風が止んでいた。
それは、語が届かない場所に吹く、沈黙の風だった。
イリカは“語の狭間”を離れ、森へ戻る道の途中にあった山影の谷で立ち止まっていた。
胸に抱いた“未完の記憶の結晶”は、まだ温もりを保っていたが、
彼女の語の灯――祈りのような声は、不思議なほど静まり返っていた。
(語れない……)
理由はわからなかった。
けれど、語ろうとすればするほど、
声の奥に“何か深い沈黙”が立ちはだかるのだった。
◇
森に戻ったイリカは、語の樹の前に立った。
枝は静かに揺れ、葉も実もいつも通りだった。
けれど、彼女の語だけが、森に届かなかった。
長老リヒトが、祠の奥から姿を現す。
「おまえの語が止まったのは、外の語に触れたからだ」
イリカは顔を上げた。
「……どういう、こと……ですか……」
「語は、響きを受け取る器だ。
だが器が満ちたままでは、語はこぼれない。
おまえは今、“沈黙を受け入れる”段階にあるのだ」
沈黙は、語の不在ではない。
語を深めるための、空白であり間。
そのことを、イリカは頭では理解できた。
けれど胸は、どこか不安だった。
語を失った自分に、癒しの力はあるのか。
誰かを包み、聴き、寄り添うことができるのか。
◇
その晩、彼女は夢を見る。
夢の中で、イリカは言葉を喪った少女と出会った。
その子は、声を失っていたのではない。
かつて語った語が、誰にも受け入れられず、
自ら“声を閉じた”のだという。
「語っても、誰にも届かなかった。
だから……わたしの語は、無意味だったんだ」
イリカは何も返せなかった。
なぜなら、その少女の言葉が、自分自身に重なっていたからだ。
(わたしの語も……誰かを救えたと言い切れたことはない)
語る意味。

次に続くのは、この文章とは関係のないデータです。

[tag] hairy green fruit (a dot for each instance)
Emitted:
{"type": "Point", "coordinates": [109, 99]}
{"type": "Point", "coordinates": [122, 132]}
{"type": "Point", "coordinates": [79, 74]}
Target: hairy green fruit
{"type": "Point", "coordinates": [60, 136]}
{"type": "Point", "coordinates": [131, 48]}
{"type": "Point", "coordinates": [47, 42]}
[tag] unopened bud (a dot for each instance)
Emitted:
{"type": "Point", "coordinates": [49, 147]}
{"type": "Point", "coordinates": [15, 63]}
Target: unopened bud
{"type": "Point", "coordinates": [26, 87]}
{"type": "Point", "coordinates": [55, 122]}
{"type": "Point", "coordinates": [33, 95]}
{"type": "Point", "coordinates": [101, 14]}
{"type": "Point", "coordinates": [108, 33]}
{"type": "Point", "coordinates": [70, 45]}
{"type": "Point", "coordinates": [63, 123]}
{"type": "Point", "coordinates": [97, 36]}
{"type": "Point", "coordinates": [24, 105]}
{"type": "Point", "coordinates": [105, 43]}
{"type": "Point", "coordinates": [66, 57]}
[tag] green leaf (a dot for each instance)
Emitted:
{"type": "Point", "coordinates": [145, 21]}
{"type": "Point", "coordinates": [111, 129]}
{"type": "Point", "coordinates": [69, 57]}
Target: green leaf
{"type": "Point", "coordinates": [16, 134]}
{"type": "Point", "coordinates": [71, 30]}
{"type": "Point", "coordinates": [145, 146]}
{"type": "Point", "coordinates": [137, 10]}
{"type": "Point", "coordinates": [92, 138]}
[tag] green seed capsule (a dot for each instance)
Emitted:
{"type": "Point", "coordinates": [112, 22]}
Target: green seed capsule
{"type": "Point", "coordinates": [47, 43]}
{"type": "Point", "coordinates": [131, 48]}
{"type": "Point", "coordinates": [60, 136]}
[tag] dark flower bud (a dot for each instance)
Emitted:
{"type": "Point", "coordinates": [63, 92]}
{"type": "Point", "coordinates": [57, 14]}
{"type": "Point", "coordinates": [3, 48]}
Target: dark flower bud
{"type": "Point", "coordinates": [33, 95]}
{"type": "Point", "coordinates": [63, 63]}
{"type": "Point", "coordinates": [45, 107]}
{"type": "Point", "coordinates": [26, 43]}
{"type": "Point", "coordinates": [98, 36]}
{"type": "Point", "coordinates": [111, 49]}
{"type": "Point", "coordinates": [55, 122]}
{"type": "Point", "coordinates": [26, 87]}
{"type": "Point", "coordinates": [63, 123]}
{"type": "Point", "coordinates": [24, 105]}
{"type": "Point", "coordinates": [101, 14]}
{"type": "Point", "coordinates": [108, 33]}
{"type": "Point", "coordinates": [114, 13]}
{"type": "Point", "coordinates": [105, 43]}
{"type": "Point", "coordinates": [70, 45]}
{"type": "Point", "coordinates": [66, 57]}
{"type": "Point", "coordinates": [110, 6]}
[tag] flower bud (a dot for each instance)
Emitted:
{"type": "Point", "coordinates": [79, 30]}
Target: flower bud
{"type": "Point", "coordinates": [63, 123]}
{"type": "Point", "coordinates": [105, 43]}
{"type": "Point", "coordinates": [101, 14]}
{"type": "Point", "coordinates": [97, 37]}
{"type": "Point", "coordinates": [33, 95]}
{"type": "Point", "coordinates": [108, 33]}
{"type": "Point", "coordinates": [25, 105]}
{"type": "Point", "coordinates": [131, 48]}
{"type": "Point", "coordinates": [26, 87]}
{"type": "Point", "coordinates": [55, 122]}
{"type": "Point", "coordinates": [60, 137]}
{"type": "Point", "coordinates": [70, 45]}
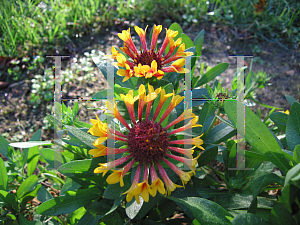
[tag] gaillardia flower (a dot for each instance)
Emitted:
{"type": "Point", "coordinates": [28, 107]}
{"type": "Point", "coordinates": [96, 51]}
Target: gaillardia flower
{"type": "Point", "coordinates": [148, 144]}
{"type": "Point", "coordinates": [150, 62]}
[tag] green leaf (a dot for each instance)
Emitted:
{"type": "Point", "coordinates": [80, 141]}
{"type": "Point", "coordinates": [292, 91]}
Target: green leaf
{"type": "Point", "coordinates": [67, 204]}
{"type": "Point", "coordinates": [3, 175]}
{"type": "Point", "coordinates": [27, 186]}
{"type": "Point", "coordinates": [82, 136]}
{"type": "Point", "coordinates": [113, 218]}
{"type": "Point", "coordinates": [212, 73]}
{"type": "Point", "coordinates": [199, 42]}
{"type": "Point", "coordinates": [247, 219]}
{"type": "Point", "coordinates": [89, 219]}
{"type": "Point", "coordinates": [260, 183]}
{"type": "Point", "coordinates": [230, 201]}
{"type": "Point", "coordinates": [80, 124]}
{"type": "Point", "coordinates": [280, 215]}
{"type": "Point", "coordinates": [293, 127]}
{"type": "Point", "coordinates": [147, 206]}
{"type": "Point", "coordinates": [70, 185]}
{"type": "Point", "coordinates": [258, 135]}
{"type": "Point", "coordinates": [207, 156]}
{"type": "Point", "coordinates": [290, 99]}
{"type": "Point", "coordinates": [293, 174]}
{"type": "Point", "coordinates": [32, 159]}
{"type": "Point", "coordinates": [219, 133]}
{"type": "Point", "coordinates": [296, 155]}
{"type": "Point", "coordinates": [80, 168]}
{"type": "Point", "coordinates": [114, 191]}
{"type": "Point", "coordinates": [205, 211]}
{"type": "Point", "coordinates": [30, 144]}
{"type": "Point", "coordinates": [54, 158]}
{"type": "Point", "coordinates": [279, 118]}
{"type": "Point", "coordinates": [43, 194]}
{"type": "Point", "coordinates": [24, 221]}
{"type": "Point", "coordinates": [3, 146]}
{"type": "Point", "coordinates": [29, 196]}
{"type": "Point", "coordinates": [132, 208]}
{"type": "Point", "coordinates": [187, 41]}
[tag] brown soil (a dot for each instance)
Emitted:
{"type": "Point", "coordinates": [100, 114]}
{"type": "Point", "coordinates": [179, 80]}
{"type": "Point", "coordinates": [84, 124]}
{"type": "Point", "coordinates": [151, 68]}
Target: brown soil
{"type": "Point", "coordinates": [19, 119]}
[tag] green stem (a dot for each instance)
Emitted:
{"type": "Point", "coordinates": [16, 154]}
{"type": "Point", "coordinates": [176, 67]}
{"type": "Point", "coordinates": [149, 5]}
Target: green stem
{"type": "Point", "coordinates": [212, 124]}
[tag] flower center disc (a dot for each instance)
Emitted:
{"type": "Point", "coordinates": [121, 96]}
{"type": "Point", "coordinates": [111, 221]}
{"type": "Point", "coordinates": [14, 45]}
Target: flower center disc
{"type": "Point", "coordinates": [147, 142]}
{"type": "Point", "coordinates": [146, 58]}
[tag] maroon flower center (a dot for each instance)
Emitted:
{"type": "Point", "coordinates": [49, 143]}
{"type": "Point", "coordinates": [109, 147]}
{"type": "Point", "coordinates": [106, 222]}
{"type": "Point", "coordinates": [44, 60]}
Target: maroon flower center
{"type": "Point", "coordinates": [147, 142]}
{"type": "Point", "coordinates": [146, 58]}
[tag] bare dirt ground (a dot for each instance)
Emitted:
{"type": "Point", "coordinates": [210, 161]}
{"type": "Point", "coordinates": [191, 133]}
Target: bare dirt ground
{"type": "Point", "coordinates": [19, 119]}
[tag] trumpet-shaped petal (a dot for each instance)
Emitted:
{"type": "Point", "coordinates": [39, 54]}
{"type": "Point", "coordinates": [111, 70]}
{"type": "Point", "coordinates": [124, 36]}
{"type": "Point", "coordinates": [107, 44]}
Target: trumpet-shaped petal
{"type": "Point", "coordinates": [143, 188]}
{"type": "Point", "coordinates": [169, 35]}
{"type": "Point", "coordinates": [149, 63]}
{"type": "Point", "coordinates": [173, 46]}
{"type": "Point", "coordinates": [129, 102]}
{"type": "Point", "coordinates": [105, 167]}
{"type": "Point", "coordinates": [189, 162]}
{"type": "Point", "coordinates": [126, 37]}
{"type": "Point", "coordinates": [156, 31]}
{"type": "Point", "coordinates": [184, 176]}
{"type": "Point", "coordinates": [146, 143]}
{"type": "Point", "coordinates": [98, 129]}
{"type": "Point", "coordinates": [135, 181]}
{"type": "Point", "coordinates": [142, 35]}
{"type": "Point", "coordinates": [117, 175]}
{"type": "Point", "coordinates": [116, 113]}
{"type": "Point", "coordinates": [191, 124]}
{"type": "Point", "coordinates": [186, 152]}
{"type": "Point", "coordinates": [127, 73]}
{"type": "Point", "coordinates": [156, 183]}
{"type": "Point", "coordinates": [187, 114]}
{"type": "Point", "coordinates": [169, 184]}
{"type": "Point", "coordinates": [154, 72]}
{"type": "Point", "coordinates": [150, 99]}
{"type": "Point", "coordinates": [140, 71]}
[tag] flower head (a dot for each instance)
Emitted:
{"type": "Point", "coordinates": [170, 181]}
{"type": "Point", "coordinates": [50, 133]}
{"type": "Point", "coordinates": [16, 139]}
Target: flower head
{"type": "Point", "coordinates": [150, 63]}
{"type": "Point", "coordinates": [148, 145]}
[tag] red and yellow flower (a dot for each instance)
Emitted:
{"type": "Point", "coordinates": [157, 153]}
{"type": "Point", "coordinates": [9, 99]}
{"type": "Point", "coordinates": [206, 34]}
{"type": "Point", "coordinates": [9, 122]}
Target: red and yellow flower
{"type": "Point", "coordinates": [148, 144]}
{"type": "Point", "coordinates": [151, 62]}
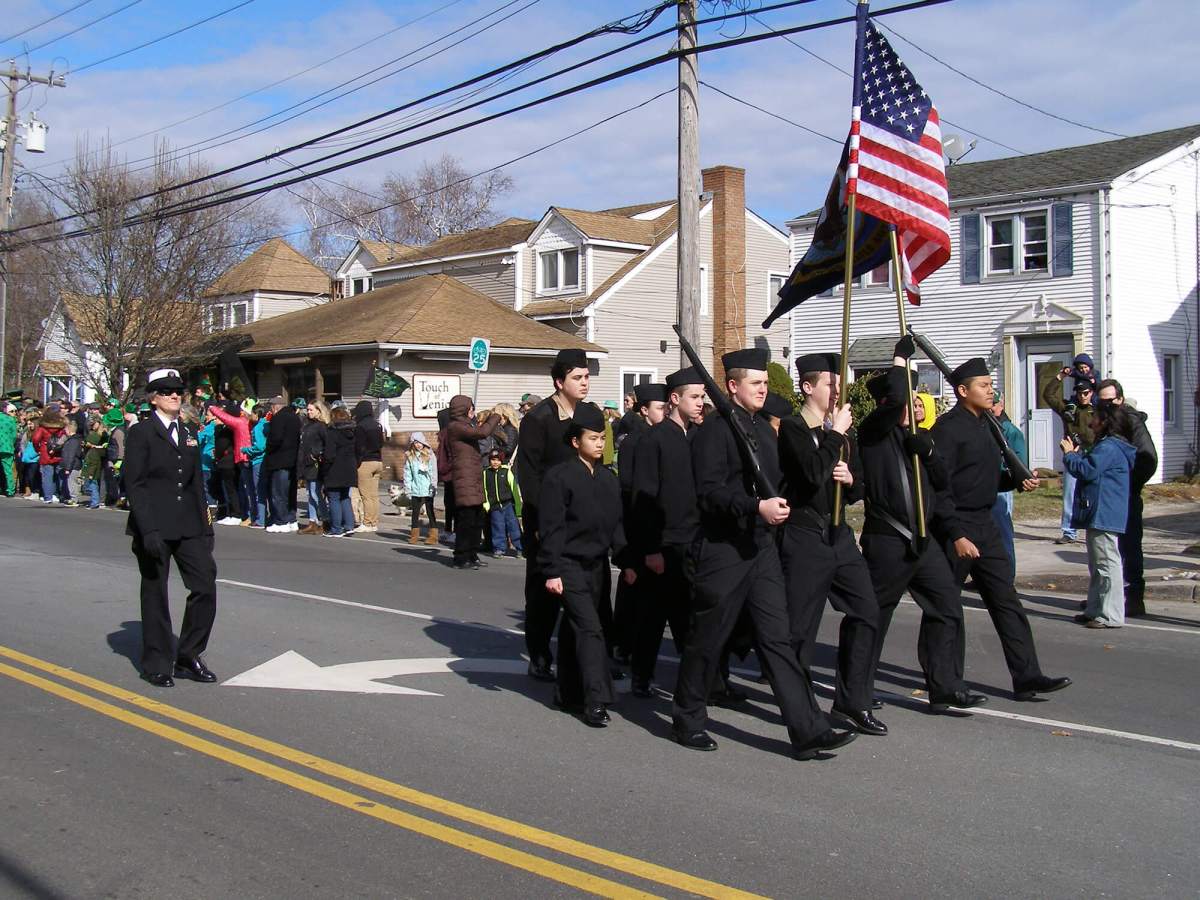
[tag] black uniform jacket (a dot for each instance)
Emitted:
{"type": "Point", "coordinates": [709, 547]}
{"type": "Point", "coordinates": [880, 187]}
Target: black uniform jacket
{"type": "Point", "coordinates": [664, 508]}
{"type": "Point", "coordinates": [973, 463]}
{"type": "Point", "coordinates": [725, 485]}
{"type": "Point", "coordinates": [807, 455]}
{"type": "Point", "coordinates": [543, 442]}
{"type": "Point", "coordinates": [580, 516]}
{"type": "Point", "coordinates": [163, 483]}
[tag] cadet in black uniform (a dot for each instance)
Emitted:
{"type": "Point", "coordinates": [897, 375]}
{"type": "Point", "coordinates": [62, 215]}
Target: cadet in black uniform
{"type": "Point", "coordinates": [736, 567]}
{"type": "Point", "coordinates": [169, 520]}
{"type": "Point", "coordinates": [970, 537]}
{"type": "Point", "coordinates": [821, 562]}
{"type": "Point", "coordinates": [580, 522]}
{"type": "Point", "coordinates": [661, 526]}
{"type": "Point", "coordinates": [543, 443]}
{"type": "Point", "coordinates": [892, 546]}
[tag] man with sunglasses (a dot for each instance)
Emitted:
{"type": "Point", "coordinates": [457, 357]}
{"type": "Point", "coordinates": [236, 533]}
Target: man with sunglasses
{"type": "Point", "coordinates": [1077, 421]}
{"type": "Point", "coordinates": [169, 520]}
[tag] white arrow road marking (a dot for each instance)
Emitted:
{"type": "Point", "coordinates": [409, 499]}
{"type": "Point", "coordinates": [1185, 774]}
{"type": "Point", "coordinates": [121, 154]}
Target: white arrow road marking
{"type": "Point", "coordinates": [291, 671]}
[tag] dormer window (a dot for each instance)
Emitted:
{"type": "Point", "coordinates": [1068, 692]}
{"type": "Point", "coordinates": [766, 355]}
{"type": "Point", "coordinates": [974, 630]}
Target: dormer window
{"type": "Point", "coordinates": [559, 270]}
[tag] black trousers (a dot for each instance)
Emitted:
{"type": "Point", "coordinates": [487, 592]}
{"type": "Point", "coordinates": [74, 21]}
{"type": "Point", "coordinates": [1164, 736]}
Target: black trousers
{"type": "Point", "coordinates": [993, 574]}
{"type": "Point", "coordinates": [468, 529]}
{"type": "Point", "coordinates": [1133, 562]}
{"type": "Point", "coordinates": [541, 606]}
{"type": "Point", "coordinates": [583, 675]}
{"type": "Point", "coordinates": [817, 569]}
{"type": "Point", "coordinates": [193, 556]}
{"type": "Point", "coordinates": [941, 643]}
{"type": "Point", "coordinates": [657, 600]}
{"type": "Point", "coordinates": [725, 583]}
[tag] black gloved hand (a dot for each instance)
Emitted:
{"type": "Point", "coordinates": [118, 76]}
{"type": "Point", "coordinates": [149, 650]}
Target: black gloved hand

癒す意志。届かない現実。
それでも――イリカはそっと、手を差し伸べた。
「……語らなくていい。
あなたが、語りたくなるまで、
わたしはここにいるから」
少女は涙をこぼし、イリカの手を取った。
その瞬間、語の灯がふっと灯るように、
彼女の胸奥で微かな音が鳴った。
◇
目を覚ましたとき、イリカの耳に、風の葉擦れが届いた。
語の音ではない。
けれどその中に、たしかに“響き”があった。
(沈黙の中に、語はある)
語れない時間は、語を失った証ではない。
それは、より深い語を“宿すための準備”だったのだ。
イリカは立ち上がり、森の中心へ歩いた。
祠の裏に、彼女は新たな語の輪を結んだ。
声は発さなかった。
けれど、葉を並べ、枝を曲げ、実を祈りの形に並べたその行為自体が、
沈黙の語となって、森に響いていた。
◇
リヒトは、語の樹を見上げながらぽつりと呟いた。
「おまえは、語を超えて“祈り”になったのかもしれぬな」
イリカは微笑んだ。
風が再び、森に戻ってきた。
語の実が揺れ、葉が音を奏でる。
そのすべてが、声なき語。
沈黙の奥から芽吹く、未来の語だった。